Sonuç olarak Peygamberimizin (s.a.v.) gerek Veda Hutbesindeki ifadeleri gerekse tüm yaşamında kullandığı ifadeler kadınlar açısından bir devrim niteliğinde olup tarihte hiçbir kişi tarafından dile getirilmemiş bir zaferdir.

6. Suçta ve Cezada Bireysellik

Batı dünyasının 1789 İnsan ve Yurttaş Hakları Beyannamesi ile tanıştığı suçun ve cezanın bireyselliği ilkesi aslında ilk kez İslamiyet tarafından getirilmiştir. Bu hükmün esas dayanağı ise İsra Suresi’nin 15. ayetidir.
Hiç kimse başkasının günah yükünü üstüne almaz
. (Fırat, 2019, s. 135)

Suçun ve cezanın bireyselliği ile aslında İslamiyet öncesinde Araplar arasında oldukça yaygın olan, masum insanların ölümleriyle sonuçlanan ve insanlar arasında nefrete, kine sebep olan kan davalarının önüne geçilmeye çalışılmıştır. Buna engel olmanın tek yolunun da suçta ve cezada bireysellik prensibinin topluma yerleştirilmesi olduğu düşünülmüştür. (Dam ve Karataş, 2014, s. 61)

Nitekim Peygamberimiz (s.a.v.) de bu konuda Veda Hutbesindeki “Her katil, suçundan kendisi mesuldür. Hiçbir katilin işlediği suç, çocuklarına şamil olmaz, Hiçbir oğlun ve kızın suçu babayı sorumlu etmez.” (Berki ve Keskioğlu, 2014, s. 431) ifadesinde yaşama hakkı ve can güvenliğinin sağlanmasıyla suçun bireyselliğini de ifade ederek suçun ve cezanın yalnızca suçu işleyen kişiye ait olduğunu açıklamıştır.

Sonuç

BM İnsan Hakları Evrensel Bildirgesi’nin bazı maddelerine baktığımızda sözleşmenin 1. ve 2. maddelerinin insanların haklar bakımından eşit, özgür, onurlu varlıklar olduğundan, 7. maddesinin herkesin yasa önünde eşit olduğundan 8. ve 10. maddelerinin adil yargılanma hakkından, 4. maddesinin kölelik ve kulluk altında olamayacağından; 3.maddesinin yaşama hakkı, kişi özgürlüğü ve güvenliğinden, 5. maddesinin işkence ve her türlü onur kırıcı davranışın yasak olduğundan; 6. maddesinin herkesin yasa önünde tanınmasından; 9. ve 11. maddelerinin keyfi olarak tutma, tutuklama, sorgulama yasağından; 12. maddesinin özel hayatın gizliliğinden; 16. maddesinin evlenme ve aile kurma hakkından; 17. maddesinin mülkiyet hakkından; 18. maddesinin din ve vicdan hürriyetinden; 19. maddesinin kanaat ve ifade özgürlüğünden bahsetmekte olduğunu ve aslında Veda Hutbesinde yer alan hak ve özgürlüklerin çoğunu deklare ettiğini görmekteyiz. (Birleşmiş Milletler İnsan Hakları Komisyonu, 1948)
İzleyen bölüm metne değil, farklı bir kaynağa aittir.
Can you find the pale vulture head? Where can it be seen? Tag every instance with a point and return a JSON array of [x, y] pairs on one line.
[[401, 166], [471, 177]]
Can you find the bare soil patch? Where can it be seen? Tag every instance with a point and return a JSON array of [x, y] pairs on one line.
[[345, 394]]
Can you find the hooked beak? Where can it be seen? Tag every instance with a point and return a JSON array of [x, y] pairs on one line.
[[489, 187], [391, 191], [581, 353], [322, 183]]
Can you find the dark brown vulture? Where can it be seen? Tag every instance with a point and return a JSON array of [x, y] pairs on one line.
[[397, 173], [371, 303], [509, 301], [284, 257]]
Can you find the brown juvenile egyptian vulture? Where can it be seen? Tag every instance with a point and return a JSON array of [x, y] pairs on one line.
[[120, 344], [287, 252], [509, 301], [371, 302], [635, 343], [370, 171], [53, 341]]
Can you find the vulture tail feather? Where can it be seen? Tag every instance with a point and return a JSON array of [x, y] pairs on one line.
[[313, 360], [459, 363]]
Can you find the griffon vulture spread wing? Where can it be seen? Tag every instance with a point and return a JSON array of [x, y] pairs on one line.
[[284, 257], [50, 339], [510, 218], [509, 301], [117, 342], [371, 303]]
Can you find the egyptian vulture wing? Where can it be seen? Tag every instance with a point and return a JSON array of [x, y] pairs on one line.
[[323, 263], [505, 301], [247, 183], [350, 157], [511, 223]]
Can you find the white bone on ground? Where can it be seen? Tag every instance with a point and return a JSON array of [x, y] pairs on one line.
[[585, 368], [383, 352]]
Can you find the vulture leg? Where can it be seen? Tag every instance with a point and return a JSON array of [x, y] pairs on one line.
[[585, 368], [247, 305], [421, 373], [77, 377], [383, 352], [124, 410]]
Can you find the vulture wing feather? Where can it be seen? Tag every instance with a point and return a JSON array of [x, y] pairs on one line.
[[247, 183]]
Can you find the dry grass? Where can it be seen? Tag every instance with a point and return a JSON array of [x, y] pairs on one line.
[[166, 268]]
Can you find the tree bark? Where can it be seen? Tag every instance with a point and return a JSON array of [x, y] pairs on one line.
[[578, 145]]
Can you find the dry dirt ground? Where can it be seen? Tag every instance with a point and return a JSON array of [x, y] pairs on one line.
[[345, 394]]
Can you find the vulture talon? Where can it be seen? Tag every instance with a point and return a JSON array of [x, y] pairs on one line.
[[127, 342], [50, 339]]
İnsan hakları açısından bir devrim niteliğinde olan Veda Hutbesi hem temel hem de sosyal hakları içermektedir. Peygamberimizin (s.a.v.) özellikle vurgu yaptığı haklar; insana insan olduğu için verilen, onu değerli kılan ve yüceltir nitelikte haklardır. Veda Hutbesinde yer verilen hak, özgürlük ve yükümlülükler günümüzde de değerini ve önemini korumaktadır.
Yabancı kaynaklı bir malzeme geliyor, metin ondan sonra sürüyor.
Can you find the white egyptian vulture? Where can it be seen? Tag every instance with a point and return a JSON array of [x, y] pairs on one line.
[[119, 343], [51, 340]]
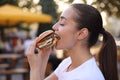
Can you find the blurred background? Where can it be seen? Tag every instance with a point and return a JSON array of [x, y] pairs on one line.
[[23, 20]]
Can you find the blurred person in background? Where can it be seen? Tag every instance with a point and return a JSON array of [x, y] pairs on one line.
[[79, 28]]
Günümüzde insanlara verilen değerler eğitiminin sadece teorikte kalmasını engelleyerek pratiğe dökülmesinde İslamiyet’in teorik boyutunun hayata yansımış biçimi olan Kur’an-ı Kerim ve Hz. Muhammed (s.a.v.)’in davranışları, bir toplumun cahiliyetten medeniyete doğru evrilişinin en büyük dayanağını oluşturmaktadır. Bu yönüyle de hem Kur’an- Kerim’in hem de Hz. Muhammed (s.a.v.)’in vahiy kaynaklı davranışlarının yansıması olan Veda Hutbesi, toplumsal ve kişisel alandaki etik kurallarını özetler niteliktedir.

Kaynakça

Adıgüzel, A. (2016). Veda Hutbesindeki Temel Prensipler ve Kur’ani Temelleri. Diyanet İlmi Dergi, 91-102.

Berki, A. H., & Keskioğlu, O. (2014). Hazreti Muhammed ve Hayatı (s. 323-431). içinde Ankara: Diyanet İşleri Başkanlığı Yayınları.
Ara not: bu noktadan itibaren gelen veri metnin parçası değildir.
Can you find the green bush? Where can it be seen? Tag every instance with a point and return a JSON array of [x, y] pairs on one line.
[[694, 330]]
Birleşmiş Milletler İnsan Hakları Komisyonu. (1948). İnsan Hakları Evrensel Bildirgesi. Erişim Tarihi: 30.04.2021 https://www.ihd.org.tr/insan-haklari-evrensel-beyannames/.

Bozkurt, M.İ. (2021). Müslümanların Anayasa Ruhunun Gelişimini Bilmemelerinin Önemi | Anayasa Fikrinin Oluşumu ve Gelişimi 1/6. Erişim Tarihi: 30.04.2021, https://www.youtube.com/watch?v=P4kB6iE6eLA.

Dam, H., & Karataş, M. (2014). Değerler Eğitimi Açısından Veda Hutbesinde İnsan Onuru. Pamukkale Üniversitesi İlahiyat Fakültesi Dergisi, 61-68.

Ez-Zühayli, V. (1995). Eman. TDV İslam Ansiklopedisi 11.cilt (s. 79-81). içinde Türkiye Diyanet Vakfı.

Fırat, M. (2019, Temmuz). Veda Hutbesimnde Yer Alan İnsan Hakları (Yüksek lisans tezi, Kırıkkale Üniversitesi, Sosyal Bilimler Enstitüsü, Kamu Hukuku Anabilim Dalı, Kırıkkale).

Özbuğday, Ş. (1998). İrad Edilişinin 1366. Yıldönümünde Veda Hutbesinin Tarihi ve Hukuki Değeri. Diyanet, 8-11.

Suruç, S. (2020). Kainatın Efendisi Peygamberimizin Hayatı (s. 671-801). içinde İstanbul: Nesil Yayınları.